This is so true and so valuable. One of our companies makes a hunting product. When we were first debuting the product, I spent a lot of time on hunting forums. I got so much free market research from those forums just from asking simple questions. I could test marketing strategies, try out new slogans and hear what people thought of marketing and marketers without exposing our company to any negative attention. It was fabulous.

10-14-2008, 11:12 PM
It's perhaps the best and least utilized reason for paying attention to social media. People want to see social media as a quick source of traffic, but it's much more. You hear all the time people not knowing how they can determine what their customers want. All you have to do is listen. Customers are telling you every day what they want.

10-15-2008, 05:08 PM
It's perhaps the best and least utilized reason for paying attention to social media. People want to see social media as a quick source of traffic, but it's much more. You hear all the time people not knowing how they can determine what their customers want. All you have to do is listen. Customers are telling you every day what they want.

They really are and, if you spend the time to become part of the community, they'll answer your questions in detail. I think people who view social media as simply a way to talk are making a mistake. At least half the value of social media is being able to listen, at least when it comes to forums. You can learn so much just from reading responses.

Granted, sometimes the feedback you get is just a small cross section of your target market, but it is still feedback from potential customers and, as such, is invaluable.

10-16-2008, 02:54 AM
I think people who view social media as simply a way to talk are making a mistake.

Agreed. A conversation is a two way flow of information. In order to be part of a conversation you need to be able to listen as well as talk.

10-25-2008, 09:30 AM
i sure agree and thats why im trying to find out where my target customers hang out on the web....like a small business forum for brick and mortar businesses...anybody know one?

im like a sponge and love all info...even when i dont exactly get it...it really bugs me that i dont really know much about twitter and digg and stumble facebook,etc etc ...but dang...im way busy..and can hardly keep up with the stuff i already have going.....
and i would love to hear a social media conversation within the brick and mortar community.....not sure what would be the most effective thing to add to a going brick and mortar business.......
we have website and email and blog and a few forums..

10-25-2008, 10:29 AM
It is pretty easy to get lost in the choices, Ann. Before you know it you can have several profiles going and not really be doing much with any of them. If you're looking to talk to customers, one of your best bets is a forum. Find a decorating forum and see who's there. I bet you could get lots of good ideas.

10-25-2008, 10:52 AM
thats what i figure too...and why its pretty hard for me to commit to a new venture, my last one was the blog....the next maybe a new webiste.......but every step we have taken into cyberspace has brought us good things for our store..so itsnaturally interesting to me......

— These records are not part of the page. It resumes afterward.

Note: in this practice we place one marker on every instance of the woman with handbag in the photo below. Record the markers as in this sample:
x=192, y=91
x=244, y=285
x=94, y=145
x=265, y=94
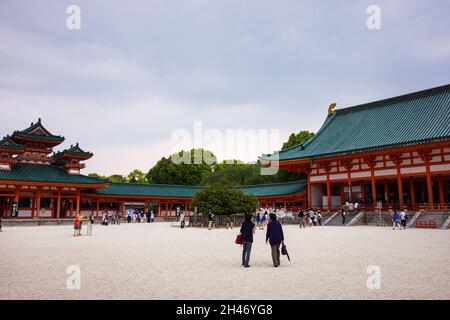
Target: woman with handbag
x=275, y=237
x=247, y=231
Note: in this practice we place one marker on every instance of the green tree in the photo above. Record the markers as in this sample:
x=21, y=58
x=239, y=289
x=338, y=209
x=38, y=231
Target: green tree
x=296, y=139
x=97, y=176
x=137, y=176
x=117, y=178
x=243, y=174
x=221, y=199
x=183, y=168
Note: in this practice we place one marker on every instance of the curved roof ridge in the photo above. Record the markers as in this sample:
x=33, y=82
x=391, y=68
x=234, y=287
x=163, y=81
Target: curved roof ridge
x=155, y=184
x=272, y=184
x=396, y=99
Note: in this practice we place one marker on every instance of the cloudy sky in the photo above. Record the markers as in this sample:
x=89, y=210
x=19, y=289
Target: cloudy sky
x=138, y=71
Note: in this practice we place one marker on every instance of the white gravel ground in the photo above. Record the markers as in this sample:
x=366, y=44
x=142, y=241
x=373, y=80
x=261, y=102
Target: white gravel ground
x=155, y=261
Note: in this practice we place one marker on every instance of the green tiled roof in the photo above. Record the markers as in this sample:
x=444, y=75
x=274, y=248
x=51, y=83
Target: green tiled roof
x=148, y=190
x=28, y=133
x=8, y=143
x=74, y=151
x=410, y=119
x=275, y=189
x=26, y=172
x=177, y=191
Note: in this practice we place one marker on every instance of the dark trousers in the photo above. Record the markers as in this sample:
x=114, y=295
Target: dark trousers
x=276, y=254
x=246, y=250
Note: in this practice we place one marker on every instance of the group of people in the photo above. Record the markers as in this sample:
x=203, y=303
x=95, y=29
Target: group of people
x=349, y=207
x=115, y=218
x=309, y=218
x=78, y=224
x=399, y=220
x=274, y=236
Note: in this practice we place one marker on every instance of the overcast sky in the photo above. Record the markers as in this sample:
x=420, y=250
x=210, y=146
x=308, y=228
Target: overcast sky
x=137, y=71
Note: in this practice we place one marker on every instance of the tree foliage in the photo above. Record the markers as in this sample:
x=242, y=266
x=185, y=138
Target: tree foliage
x=221, y=199
x=296, y=139
x=137, y=176
x=200, y=167
x=184, y=168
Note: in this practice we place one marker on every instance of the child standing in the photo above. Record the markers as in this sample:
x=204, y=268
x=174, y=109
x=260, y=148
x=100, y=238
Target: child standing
x=76, y=226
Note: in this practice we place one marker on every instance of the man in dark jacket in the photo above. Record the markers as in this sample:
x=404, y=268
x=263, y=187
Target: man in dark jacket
x=275, y=237
x=247, y=230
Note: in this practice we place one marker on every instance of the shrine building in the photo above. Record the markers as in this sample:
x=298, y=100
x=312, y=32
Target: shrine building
x=388, y=154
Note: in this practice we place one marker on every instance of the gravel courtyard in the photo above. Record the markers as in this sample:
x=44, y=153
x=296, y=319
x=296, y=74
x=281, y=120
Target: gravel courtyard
x=156, y=261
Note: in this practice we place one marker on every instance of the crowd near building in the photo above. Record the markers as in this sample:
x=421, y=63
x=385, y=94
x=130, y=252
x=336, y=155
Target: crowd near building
x=388, y=154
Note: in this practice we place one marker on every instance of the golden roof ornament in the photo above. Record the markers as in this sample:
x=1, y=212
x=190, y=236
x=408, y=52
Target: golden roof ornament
x=331, y=108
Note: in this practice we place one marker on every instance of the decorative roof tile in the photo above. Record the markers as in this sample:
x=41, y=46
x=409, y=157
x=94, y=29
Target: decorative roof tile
x=27, y=172
x=414, y=118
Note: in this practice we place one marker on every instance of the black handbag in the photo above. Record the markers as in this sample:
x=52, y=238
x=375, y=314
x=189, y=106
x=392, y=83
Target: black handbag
x=284, y=251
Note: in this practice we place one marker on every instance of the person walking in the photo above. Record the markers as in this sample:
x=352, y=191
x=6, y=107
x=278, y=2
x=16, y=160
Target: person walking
x=311, y=216
x=301, y=216
x=275, y=236
x=258, y=220
x=264, y=220
x=152, y=217
x=210, y=220
x=403, y=218
x=229, y=223
x=119, y=217
x=90, y=223
x=319, y=217
x=343, y=215
x=80, y=217
x=246, y=232
x=76, y=226
x=182, y=220
x=396, y=221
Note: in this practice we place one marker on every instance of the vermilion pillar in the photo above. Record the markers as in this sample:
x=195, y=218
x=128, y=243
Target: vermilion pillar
x=374, y=187
x=400, y=187
x=78, y=203
x=412, y=191
x=38, y=204
x=58, y=206
x=309, y=192
x=441, y=191
x=386, y=192
x=429, y=185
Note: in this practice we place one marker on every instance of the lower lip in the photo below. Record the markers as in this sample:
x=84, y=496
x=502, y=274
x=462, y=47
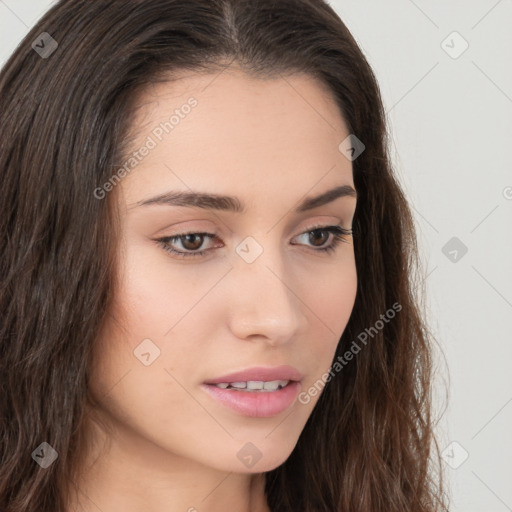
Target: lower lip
x=256, y=404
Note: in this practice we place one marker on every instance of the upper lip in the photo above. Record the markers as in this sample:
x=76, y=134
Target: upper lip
x=260, y=373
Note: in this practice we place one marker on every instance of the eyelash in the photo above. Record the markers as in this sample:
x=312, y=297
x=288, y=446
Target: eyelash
x=339, y=233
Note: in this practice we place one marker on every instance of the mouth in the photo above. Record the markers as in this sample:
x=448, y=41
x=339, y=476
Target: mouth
x=254, y=386
x=257, y=392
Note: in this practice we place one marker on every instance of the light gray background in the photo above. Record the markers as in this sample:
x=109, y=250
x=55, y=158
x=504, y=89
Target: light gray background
x=451, y=125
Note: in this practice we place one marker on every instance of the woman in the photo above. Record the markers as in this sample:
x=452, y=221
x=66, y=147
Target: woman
x=207, y=292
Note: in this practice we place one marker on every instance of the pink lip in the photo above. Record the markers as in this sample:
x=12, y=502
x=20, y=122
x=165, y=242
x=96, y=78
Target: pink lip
x=257, y=404
x=260, y=373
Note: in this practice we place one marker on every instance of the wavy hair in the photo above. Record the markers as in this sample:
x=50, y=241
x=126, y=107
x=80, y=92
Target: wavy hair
x=369, y=443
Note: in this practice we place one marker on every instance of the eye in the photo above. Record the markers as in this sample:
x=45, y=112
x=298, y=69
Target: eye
x=191, y=242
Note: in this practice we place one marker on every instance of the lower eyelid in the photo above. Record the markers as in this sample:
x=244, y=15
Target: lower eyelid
x=339, y=235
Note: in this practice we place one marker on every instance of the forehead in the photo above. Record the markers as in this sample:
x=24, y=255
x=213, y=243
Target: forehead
x=227, y=131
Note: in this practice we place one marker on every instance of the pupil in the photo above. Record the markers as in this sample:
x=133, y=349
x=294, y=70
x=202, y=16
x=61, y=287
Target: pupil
x=194, y=246
x=316, y=232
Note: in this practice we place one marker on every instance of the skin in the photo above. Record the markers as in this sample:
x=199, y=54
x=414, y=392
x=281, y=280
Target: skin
x=270, y=143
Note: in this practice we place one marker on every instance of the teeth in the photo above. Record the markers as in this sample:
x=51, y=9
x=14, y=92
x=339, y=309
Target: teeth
x=254, y=385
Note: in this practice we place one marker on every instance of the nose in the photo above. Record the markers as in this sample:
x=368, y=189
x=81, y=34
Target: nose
x=264, y=303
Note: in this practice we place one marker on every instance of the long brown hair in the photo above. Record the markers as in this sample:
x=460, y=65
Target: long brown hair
x=369, y=443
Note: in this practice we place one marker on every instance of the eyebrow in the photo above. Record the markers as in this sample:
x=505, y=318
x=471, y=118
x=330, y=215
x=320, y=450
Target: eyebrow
x=233, y=204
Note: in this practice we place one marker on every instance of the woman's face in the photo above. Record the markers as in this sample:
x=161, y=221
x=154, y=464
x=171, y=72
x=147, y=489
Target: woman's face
x=262, y=301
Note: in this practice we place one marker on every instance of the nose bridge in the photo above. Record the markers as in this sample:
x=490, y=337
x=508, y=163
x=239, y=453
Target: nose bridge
x=265, y=303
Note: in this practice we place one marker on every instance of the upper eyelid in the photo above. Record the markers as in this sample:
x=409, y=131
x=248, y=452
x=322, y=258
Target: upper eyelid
x=213, y=236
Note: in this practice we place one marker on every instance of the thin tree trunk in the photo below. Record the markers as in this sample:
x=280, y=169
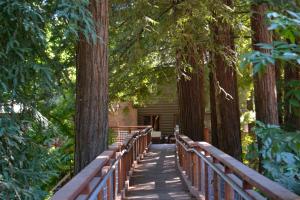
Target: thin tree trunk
x=280, y=92
x=92, y=90
x=213, y=111
x=265, y=83
x=191, y=99
x=226, y=91
x=292, y=73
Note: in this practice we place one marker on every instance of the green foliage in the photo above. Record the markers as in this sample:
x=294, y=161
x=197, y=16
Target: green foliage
x=280, y=154
x=37, y=62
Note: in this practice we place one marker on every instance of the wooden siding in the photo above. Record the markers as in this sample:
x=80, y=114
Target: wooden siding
x=166, y=112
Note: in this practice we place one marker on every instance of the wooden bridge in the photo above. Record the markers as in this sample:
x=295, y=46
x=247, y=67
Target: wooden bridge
x=137, y=169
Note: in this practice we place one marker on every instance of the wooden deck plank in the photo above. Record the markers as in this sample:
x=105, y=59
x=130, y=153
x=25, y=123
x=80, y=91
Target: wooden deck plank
x=156, y=176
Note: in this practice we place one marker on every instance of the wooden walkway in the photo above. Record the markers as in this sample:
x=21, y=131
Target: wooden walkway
x=157, y=177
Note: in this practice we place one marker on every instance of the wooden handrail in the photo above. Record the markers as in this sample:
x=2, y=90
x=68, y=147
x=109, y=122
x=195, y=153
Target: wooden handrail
x=238, y=176
x=130, y=127
x=109, y=170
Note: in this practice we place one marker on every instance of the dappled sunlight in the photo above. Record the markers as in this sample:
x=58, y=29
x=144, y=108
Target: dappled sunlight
x=156, y=176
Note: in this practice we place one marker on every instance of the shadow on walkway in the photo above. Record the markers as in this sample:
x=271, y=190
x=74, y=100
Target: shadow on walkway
x=156, y=176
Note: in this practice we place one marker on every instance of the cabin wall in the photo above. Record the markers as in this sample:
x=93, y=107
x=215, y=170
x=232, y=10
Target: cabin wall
x=167, y=113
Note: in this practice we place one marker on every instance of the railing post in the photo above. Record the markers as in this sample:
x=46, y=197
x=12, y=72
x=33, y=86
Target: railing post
x=215, y=181
x=206, y=183
x=228, y=189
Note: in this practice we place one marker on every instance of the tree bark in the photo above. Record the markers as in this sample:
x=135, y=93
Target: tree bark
x=226, y=91
x=265, y=83
x=92, y=90
x=191, y=99
x=292, y=118
x=213, y=109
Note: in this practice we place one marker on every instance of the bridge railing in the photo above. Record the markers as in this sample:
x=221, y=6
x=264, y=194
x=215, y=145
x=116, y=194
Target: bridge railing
x=123, y=131
x=107, y=176
x=212, y=174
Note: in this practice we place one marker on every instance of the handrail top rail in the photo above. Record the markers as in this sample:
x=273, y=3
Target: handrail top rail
x=130, y=127
x=252, y=177
x=80, y=181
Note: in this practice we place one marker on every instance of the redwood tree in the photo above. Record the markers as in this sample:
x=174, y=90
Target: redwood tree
x=265, y=82
x=292, y=115
x=92, y=90
x=224, y=90
x=191, y=98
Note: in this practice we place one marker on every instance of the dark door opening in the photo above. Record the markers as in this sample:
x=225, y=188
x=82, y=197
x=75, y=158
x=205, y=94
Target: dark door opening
x=152, y=120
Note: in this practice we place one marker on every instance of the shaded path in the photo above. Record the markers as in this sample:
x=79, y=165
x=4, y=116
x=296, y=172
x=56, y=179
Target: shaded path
x=156, y=176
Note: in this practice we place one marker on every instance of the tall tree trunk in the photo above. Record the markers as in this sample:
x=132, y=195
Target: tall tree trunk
x=191, y=99
x=292, y=73
x=92, y=90
x=213, y=110
x=280, y=92
x=265, y=83
x=226, y=91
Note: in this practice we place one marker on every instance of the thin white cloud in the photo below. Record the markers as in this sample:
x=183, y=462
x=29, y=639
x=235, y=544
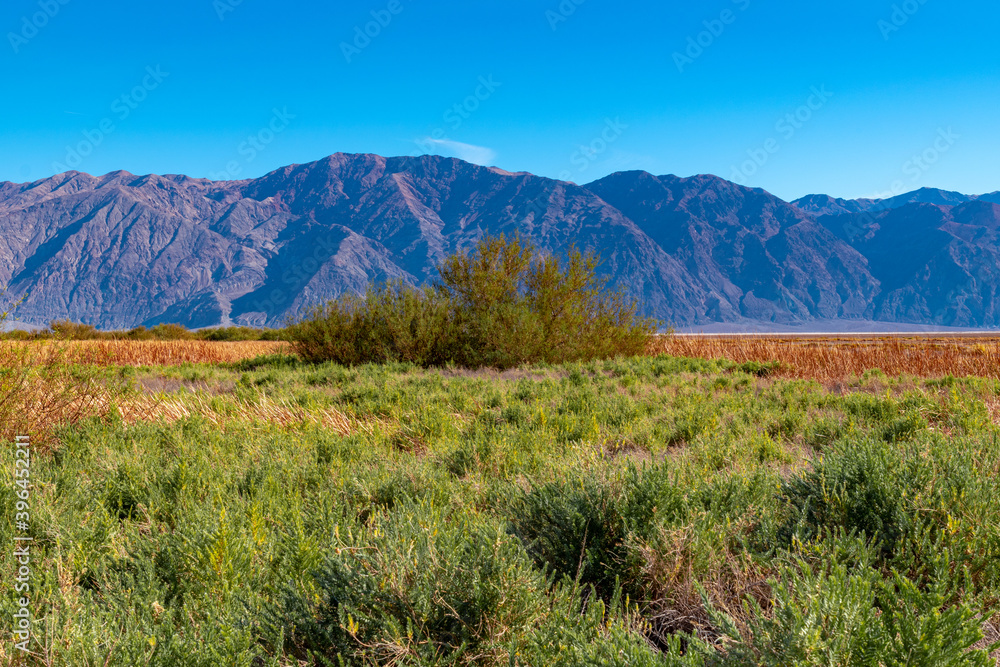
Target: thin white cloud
x=475, y=154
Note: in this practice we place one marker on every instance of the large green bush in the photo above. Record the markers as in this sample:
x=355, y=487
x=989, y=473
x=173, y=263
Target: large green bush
x=499, y=306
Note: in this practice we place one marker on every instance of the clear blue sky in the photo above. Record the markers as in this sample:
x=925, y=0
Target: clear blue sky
x=558, y=76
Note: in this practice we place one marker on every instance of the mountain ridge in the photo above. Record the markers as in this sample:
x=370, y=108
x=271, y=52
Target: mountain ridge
x=121, y=249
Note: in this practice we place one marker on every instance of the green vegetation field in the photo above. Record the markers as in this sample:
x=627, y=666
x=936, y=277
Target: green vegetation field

decorating forums are mostly stay at home moms, not anyone in business.....i know lots of places for decorating talk , and i check in sometimes, im not really looking for decorating ideas....have great sources and ideas already..
.,..im looking for a store forum , where owners who might need my products would be or where owners might be discussing the issues my store is facing...,, if you ever hear of one i would love to take a peek......

10-26-2008, 06:15 PM
Ann why not ask on your blog what social media sites people use (if they use them). You could write a post saying how you think many of your readers have similar interests and might like to connect with each other. Then ask them to post a link to their social media profiles or just mention their usernames.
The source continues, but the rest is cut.